The 100x35mmx3m oregon rafters spaced at 900mm (& supporting a plastic sheet roof) that I used have held up well. I plan to replace them with H3 90x35mm x3m treated pine spaced at about 500mm. I'll use multiple 42x19 TP purlins spaced at about 500mm. _Will this size wood spanning 3 metres be OK or do I need to go to (say) 130mm?_ 
I think that the main hard-wood fascia beam (200x35mm) would also have held up well if I hadn't neglected to instal a gutter or ensure adequate sheet overhang. It was all done in a hurry so I neglected such issues and the fascia is now well and truly rotten and sagging!
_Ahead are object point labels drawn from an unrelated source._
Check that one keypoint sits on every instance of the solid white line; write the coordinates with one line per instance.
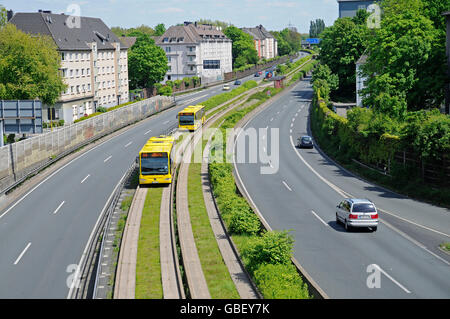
(321, 220)
(83, 256)
(60, 205)
(392, 279)
(54, 173)
(84, 179)
(287, 186)
(21, 255)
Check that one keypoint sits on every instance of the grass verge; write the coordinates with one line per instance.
(148, 267)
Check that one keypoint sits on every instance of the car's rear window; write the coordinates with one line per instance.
(363, 208)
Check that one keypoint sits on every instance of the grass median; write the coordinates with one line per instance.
(148, 267)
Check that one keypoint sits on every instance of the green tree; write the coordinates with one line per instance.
(243, 47)
(29, 67)
(147, 63)
(323, 72)
(342, 45)
(406, 64)
(3, 16)
(160, 29)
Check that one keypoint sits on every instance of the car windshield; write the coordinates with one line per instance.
(186, 119)
(363, 208)
(155, 165)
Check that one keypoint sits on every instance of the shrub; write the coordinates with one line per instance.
(273, 247)
(280, 282)
(165, 90)
(244, 221)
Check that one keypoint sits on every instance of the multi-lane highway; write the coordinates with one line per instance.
(302, 195)
(44, 232)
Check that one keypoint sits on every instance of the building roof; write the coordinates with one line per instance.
(191, 33)
(258, 32)
(128, 41)
(58, 26)
(362, 59)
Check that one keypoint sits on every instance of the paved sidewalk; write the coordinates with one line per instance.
(126, 267)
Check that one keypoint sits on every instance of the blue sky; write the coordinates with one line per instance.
(273, 14)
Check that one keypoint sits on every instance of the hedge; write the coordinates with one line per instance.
(265, 254)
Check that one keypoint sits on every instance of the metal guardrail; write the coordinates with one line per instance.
(87, 264)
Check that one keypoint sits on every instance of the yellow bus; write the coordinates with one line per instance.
(155, 161)
(191, 118)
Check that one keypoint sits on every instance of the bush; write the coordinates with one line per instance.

I plan to replace it with a 240x45mm TP bean (I think H4 from memory), supported at a max. span of about 2.5m and supporting a gutter!?  _Is this wider and thicker dimension required for TP over this span or could I use maybe a 35mm plank._ 
The original 4m sloping 'end beams' (not sure what they are properly called) are 200x35 oregon and have also held up well. I plan to replace them with 190x45mm TP. _Would 35mm thick still be OK in treated pine?_ 
Do these replacement timber choices sound OK? I'm particularly interested in hearing if people think:
- the choice of 45mm thicknesses for the fascia and endbeams is a good idea or if 35mm would be OK?
- my use of extra and more closely spaced (but narrower) rafters will be OK? 
The end beams bolt to existing veranda posts BTW and the rafters go into metal hangers on the house fascia _(I'm looking for a neater way to do this BTW...)._ 
I need to replace this pergola because I doubt it'll last another Adelaide winter and it's ramshackle appearance just won't 'fit' with my new deck ;-) I'malso  aiming for a slightly 'lighter' look about the whole thing. I'll probably finish the wood with the same clear deck oil I'm planning to use on the deck boards.  
Thanks in advance, 
Sam.

----------